Comprendre la crise: Introduction
Publié le 11 avril 2012 à 15h09 dans La crise
Ce dossier dédié à la crise a pour ambition de retracer et d’expliquer les logiques de la grande régression économique, démocratique, sociale et écologique que nous vivons actuellement. A travers ses articles, nous expliquerons et démontrerons les enchaînements qui nous ont menés dans cette situation critique. Celle-ci est aujourd’hui grandement périlleuse pour nos démocraties. Elle est caractérisée par le renoncement des forces politiques au progrès social, elle accentue la spoliation des richesses aux mains d’une oligarchie au pouvoir, elle accroit la privatisation de l’Etat au service de celle-ci, elle entérine les inégalités politiques et sociales, elle abandonne ou détourne la notion d’intérêt général, elle expulse les classes sociales marginales, elle excite les plus bas instincts des populations apeurées par les désordres de la crise, elle cristallise une nouvelle violence en politique.
Nous montreront aussi que ces mécanismes ne sont aucunement le fruit du hasard, dû à des effets extérieurs au système économique, à de lois naturelles du marché, à « des externalités négatives » pour reprendre les termes des économistes. Ils sont au contraire le fruit de mécanismes politiquement construits, de logiques économiques et de stratégies de pouvoir qui ont mené sur le long terme à des déséquilibres insoutenables. Ces enchaînements prennent à la fois leurs sources dans une volonté politique déterminée et prennent racine au cœur même du système capitaliste actuel, comme logique intrinsèque à son fonctionnement.

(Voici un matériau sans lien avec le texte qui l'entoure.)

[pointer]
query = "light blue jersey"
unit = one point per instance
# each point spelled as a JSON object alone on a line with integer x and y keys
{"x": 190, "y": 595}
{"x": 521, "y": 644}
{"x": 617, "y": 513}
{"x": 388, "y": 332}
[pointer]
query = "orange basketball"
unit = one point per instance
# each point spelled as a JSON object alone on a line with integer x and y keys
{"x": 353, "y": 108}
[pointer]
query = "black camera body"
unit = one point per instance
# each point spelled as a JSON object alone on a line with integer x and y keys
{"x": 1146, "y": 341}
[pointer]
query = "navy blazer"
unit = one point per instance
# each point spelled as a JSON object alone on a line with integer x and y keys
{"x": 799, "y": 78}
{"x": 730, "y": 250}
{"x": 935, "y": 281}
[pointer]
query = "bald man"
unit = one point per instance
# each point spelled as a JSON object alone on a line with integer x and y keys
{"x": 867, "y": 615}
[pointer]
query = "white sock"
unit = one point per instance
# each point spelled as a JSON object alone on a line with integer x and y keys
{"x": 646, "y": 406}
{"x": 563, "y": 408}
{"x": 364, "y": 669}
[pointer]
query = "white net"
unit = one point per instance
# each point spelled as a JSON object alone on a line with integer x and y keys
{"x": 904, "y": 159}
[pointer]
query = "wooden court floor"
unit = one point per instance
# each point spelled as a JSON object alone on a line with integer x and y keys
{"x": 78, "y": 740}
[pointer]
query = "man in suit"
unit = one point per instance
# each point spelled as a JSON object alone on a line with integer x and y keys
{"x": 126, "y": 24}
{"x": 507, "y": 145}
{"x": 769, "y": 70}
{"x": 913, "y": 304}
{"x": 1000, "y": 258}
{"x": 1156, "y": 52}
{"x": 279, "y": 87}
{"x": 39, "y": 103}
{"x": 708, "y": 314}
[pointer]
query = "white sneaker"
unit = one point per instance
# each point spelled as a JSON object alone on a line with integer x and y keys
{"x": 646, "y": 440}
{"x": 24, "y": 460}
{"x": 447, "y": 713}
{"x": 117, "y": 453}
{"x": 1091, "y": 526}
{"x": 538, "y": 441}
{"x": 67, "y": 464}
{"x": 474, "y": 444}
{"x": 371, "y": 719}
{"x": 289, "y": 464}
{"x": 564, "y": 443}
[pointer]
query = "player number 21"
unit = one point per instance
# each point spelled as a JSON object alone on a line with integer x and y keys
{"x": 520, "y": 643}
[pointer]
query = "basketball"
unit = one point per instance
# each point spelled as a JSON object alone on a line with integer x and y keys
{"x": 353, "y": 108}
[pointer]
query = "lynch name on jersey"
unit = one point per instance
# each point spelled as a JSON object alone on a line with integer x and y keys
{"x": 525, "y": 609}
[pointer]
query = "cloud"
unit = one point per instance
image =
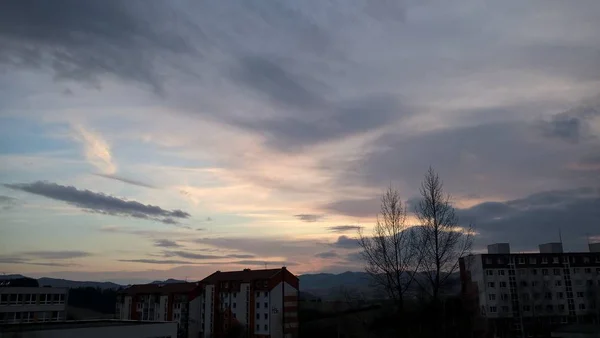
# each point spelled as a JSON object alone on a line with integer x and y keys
{"x": 309, "y": 217}
{"x": 327, "y": 254}
{"x": 97, "y": 150}
{"x": 165, "y": 243}
{"x": 189, "y": 255}
{"x": 99, "y": 202}
{"x": 83, "y": 41}
{"x": 344, "y": 228}
{"x": 355, "y": 207}
{"x": 64, "y": 254}
{"x": 126, "y": 180}
{"x": 537, "y": 218}
{"x": 346, "y": 242}
{"x": 157, "y": 261}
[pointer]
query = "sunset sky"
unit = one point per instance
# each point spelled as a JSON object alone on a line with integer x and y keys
{"x": 144, "y": 140}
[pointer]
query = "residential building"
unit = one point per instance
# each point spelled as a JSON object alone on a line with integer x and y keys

Au cœur des réflexions sur la crise, se loge une contradiction fondamentale dont nul ne semble avoir conscience, ou vouloir prendre conscience, dans le monde économique et politique : c’est que le principal facteur de la crise est l’épuisement du modèle consumériste dans le monde occidental et sa réalisation suicidaire pour notre planète dans les pays en développement. Pourtant, nous subissons les inévitables bouleversements de cet effondrement. La crise économique et sociale n’est qu’une facette de cet effondrement, la crise écologique mondialisé en est une autre. Cette inconscience à reconnaître le fond du problème est dramatique dans la mesure elle s’apparente à un refoulement d’une réalité qui place les sociétés hyper-industrielles devant un paradoxe. Car s’il faut relancer la machine économique par l’investissement et la consommation, le faire par la simple reconduction du modèle consumériste, qui est à l’origine de la crise, ne pourrait qu’aggraver encore la situation et in fine, conduirait de toute façon à un désastre écologique majeur et sans retour possible. Cette exigence de relance par la consommation s’explique par la volonté d’éviter une dépression mondiale qui engendrerait une terrible aggravation des injustices sociales, déjà intolérables et dont l’horizon malheureusement probable serait des conflits de grandes échelles. Cruel dilemme !! Surmonter ce défi devrait être l’enjeu de la sortie de crise.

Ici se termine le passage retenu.